Pazar sabahının 03:30’da telefonun alarm sesiyle uyanmış, kahvaltı ve zirve çıkışı için kumanya hazırlığına başlarken; çadırıma giren soğuk rüzgarın etkisiyle vücut ısı kaybetmeye başladı ve dün akşamın yemek sırasında termosta yedeklediğim sıcak suyu ısınmak için içmeye başladım. Sıcak su olmasa bu durumun hipotermiye dönüşmesi halinde sorun olacağını biliyordum. 1 litreye yakın içtiğim sıcak suyla kendime gelmiş kahvaltımı da yaptıktan sonra zirve çantamı da hazırlayarak, poşetlenen dağ botlarımın bağcıklarının donmuş haline söyleyecek söz bulamıyordum gülümseyerekten. Bir süre ayakkabı giymekle uğraşıp son hazırlıklarımı da tamamlayarak karanlıkta baş fenerimle çadırımdan dışarı çıkıp, ay ışığında parlayan çevrenin güzelliklerine odaklanmıştım. Bütün kamp saat 05:00 hareketi için son hazırlıklarını da tamamlayarak ısınmak için bölgede yürüyüşler yapıyorlardı.

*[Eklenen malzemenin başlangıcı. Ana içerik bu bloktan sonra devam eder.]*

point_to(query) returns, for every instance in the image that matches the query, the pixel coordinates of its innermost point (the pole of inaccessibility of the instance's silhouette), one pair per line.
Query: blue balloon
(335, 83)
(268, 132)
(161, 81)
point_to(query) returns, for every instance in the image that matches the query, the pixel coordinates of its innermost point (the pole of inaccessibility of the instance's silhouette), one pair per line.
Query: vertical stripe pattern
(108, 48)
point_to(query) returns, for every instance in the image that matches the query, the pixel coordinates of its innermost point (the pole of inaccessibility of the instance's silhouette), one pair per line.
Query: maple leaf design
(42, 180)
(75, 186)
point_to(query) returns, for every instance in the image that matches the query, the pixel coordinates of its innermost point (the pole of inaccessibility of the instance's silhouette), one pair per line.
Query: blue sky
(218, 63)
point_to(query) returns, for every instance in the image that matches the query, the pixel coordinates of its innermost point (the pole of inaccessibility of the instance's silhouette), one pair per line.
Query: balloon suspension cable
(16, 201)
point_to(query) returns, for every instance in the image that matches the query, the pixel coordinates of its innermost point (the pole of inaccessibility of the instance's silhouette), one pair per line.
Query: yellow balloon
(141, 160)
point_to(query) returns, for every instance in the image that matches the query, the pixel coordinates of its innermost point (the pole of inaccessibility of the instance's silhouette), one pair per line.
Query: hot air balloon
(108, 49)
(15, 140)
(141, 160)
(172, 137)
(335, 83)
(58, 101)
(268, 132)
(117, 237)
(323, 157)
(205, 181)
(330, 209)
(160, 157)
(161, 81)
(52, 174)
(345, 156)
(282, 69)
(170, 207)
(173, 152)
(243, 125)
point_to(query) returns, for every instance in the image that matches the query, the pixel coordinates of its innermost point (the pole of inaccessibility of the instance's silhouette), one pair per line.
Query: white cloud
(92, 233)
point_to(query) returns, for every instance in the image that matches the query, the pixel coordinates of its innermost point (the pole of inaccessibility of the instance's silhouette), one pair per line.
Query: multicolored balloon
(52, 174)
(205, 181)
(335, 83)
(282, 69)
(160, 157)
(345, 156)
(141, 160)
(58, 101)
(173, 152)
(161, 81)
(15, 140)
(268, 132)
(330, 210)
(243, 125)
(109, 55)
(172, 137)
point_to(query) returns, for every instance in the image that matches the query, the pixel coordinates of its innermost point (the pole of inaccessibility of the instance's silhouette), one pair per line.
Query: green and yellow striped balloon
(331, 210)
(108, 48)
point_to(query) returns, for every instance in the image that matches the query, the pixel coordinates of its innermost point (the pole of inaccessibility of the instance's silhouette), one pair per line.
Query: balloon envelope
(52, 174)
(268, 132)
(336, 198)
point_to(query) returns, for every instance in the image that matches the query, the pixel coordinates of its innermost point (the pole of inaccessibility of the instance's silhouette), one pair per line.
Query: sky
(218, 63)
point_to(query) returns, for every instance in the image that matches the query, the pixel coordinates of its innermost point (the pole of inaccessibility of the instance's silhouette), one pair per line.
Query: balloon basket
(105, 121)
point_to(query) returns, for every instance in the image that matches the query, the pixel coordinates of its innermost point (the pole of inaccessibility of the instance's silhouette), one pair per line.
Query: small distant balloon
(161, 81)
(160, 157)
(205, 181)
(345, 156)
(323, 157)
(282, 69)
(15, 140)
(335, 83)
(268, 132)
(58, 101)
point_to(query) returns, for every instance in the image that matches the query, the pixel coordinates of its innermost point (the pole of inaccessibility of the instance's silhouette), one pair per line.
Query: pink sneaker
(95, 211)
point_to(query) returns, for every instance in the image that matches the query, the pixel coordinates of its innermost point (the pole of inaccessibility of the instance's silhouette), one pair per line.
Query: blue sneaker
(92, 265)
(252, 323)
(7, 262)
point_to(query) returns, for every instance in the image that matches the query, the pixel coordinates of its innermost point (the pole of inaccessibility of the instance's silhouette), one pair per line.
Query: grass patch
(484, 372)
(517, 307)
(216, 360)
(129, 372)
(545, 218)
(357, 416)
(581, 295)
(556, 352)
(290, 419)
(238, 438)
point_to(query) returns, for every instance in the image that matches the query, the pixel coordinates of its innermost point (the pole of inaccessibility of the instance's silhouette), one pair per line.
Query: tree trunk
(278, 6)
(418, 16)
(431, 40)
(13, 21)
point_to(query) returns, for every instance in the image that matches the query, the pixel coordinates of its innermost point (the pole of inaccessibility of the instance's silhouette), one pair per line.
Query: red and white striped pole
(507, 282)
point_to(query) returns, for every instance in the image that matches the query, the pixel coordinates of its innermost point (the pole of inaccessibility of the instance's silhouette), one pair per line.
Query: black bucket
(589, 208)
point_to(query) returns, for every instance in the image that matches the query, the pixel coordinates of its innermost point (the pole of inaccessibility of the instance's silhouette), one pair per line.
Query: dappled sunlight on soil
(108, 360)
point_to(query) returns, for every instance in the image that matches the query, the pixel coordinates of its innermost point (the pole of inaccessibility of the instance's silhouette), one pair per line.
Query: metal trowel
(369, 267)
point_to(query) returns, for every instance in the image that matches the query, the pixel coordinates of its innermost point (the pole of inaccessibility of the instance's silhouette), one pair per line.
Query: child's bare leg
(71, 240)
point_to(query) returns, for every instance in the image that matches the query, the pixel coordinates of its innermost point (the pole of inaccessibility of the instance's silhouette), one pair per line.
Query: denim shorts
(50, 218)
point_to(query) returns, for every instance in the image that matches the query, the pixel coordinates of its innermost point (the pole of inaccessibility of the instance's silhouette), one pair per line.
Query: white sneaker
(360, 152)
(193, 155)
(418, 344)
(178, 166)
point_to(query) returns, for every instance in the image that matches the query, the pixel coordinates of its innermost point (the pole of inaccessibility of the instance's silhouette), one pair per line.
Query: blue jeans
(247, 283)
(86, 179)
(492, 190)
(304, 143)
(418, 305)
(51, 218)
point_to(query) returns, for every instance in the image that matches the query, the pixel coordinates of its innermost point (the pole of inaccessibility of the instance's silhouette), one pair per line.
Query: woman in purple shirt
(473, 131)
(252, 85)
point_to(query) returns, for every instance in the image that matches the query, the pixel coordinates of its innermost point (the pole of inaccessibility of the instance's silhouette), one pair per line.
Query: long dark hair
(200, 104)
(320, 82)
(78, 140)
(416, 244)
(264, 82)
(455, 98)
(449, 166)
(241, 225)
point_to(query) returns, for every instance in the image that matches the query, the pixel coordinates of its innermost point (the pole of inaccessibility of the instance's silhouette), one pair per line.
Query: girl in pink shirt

Bütün kamp 05:00 saati ile ay ışığında toplanıp hareket için grupların zaman ilerleyişi hakkında konuşarak öncü grubun TODOKS hareketi ile başlayıp son grup Zirve Dağcılık ekibi ile belirli mesafelerle devam edilecekti. Diğer İzmir dağcılık (İDADİK), DORUK orta gruplarda ilerleyecek şekilde ay ışığında baş fenerlerimizi yakmadan izlerden harekete başlayacaktık. Hava oldukça sakin ve güzeldi. Karanlıktan yükseğe çıkıldıkça aydınlamak üzere yol almaya başlanmış, ısınan vücutlarımızla üzerimizdeki fazlalıkları da bir bir çıkarıyorduk. Gün doğumunda adımlarımızla Kuzey rotası 3. Kulvara girerken bir başka grupta teknik çıkışları ile 5. kulvara girmişlerdi. 5. Kulvarın girişindeki dağcılardan bir kaçı geri dönüş kararı almışlardı ve ana kampa tekrar dönüyorlardı. Kar yapısının buza dönmeye başladığı 3. Kulvarımızda aşağı doğru kayan bir telsizi gördük ve peşinden rehberin kararını beklemeden telsizi tutmak adına koşan bir dağcının yüz metrelerce ilerleyişini ve tehlikeli bir yaklaşımda bulunduğunu an be an görebiliyor ve algılıyorduk. Öncü l. Grup kulvar girişinde kramponlarını takıp, baton yerine kazma çıkış hazırlıklarına başlarken, bizlerde bulunduğumuz eğimde krampon takmak için karda düz çukurlarlar yaparak hazırlıklarımıza başlamıştık. Bir taraftan krampon takarken diğer taraftan da enerji almak için donmuş çikolataları sert sert çiğnemeye çalışıyor yutuyorduk. Krampon değişimi yapılırken kazma ve kramponlarını getirmeyen birkaç kişinin dönüş zorunluluğuna girip döndüklerini gördüm. Riski minimize etmek her koşulda iyidir.

Krampon ile çıkış başlamış eğimde artmaya devam ediyordu. İlerleyen adımlarımızla hem grubun yapısını inceliyor hem de yanımda gelen iki arkadaşımızın durumlarına bakıyor nasıl olduklarını öğreniyordum. Performansı düşen arkadaşlar yavaş yavaş geriliyor bir noktada lokal geçitlerde kendilerini dinlenmeye bırakıyorlardı bir sürelik.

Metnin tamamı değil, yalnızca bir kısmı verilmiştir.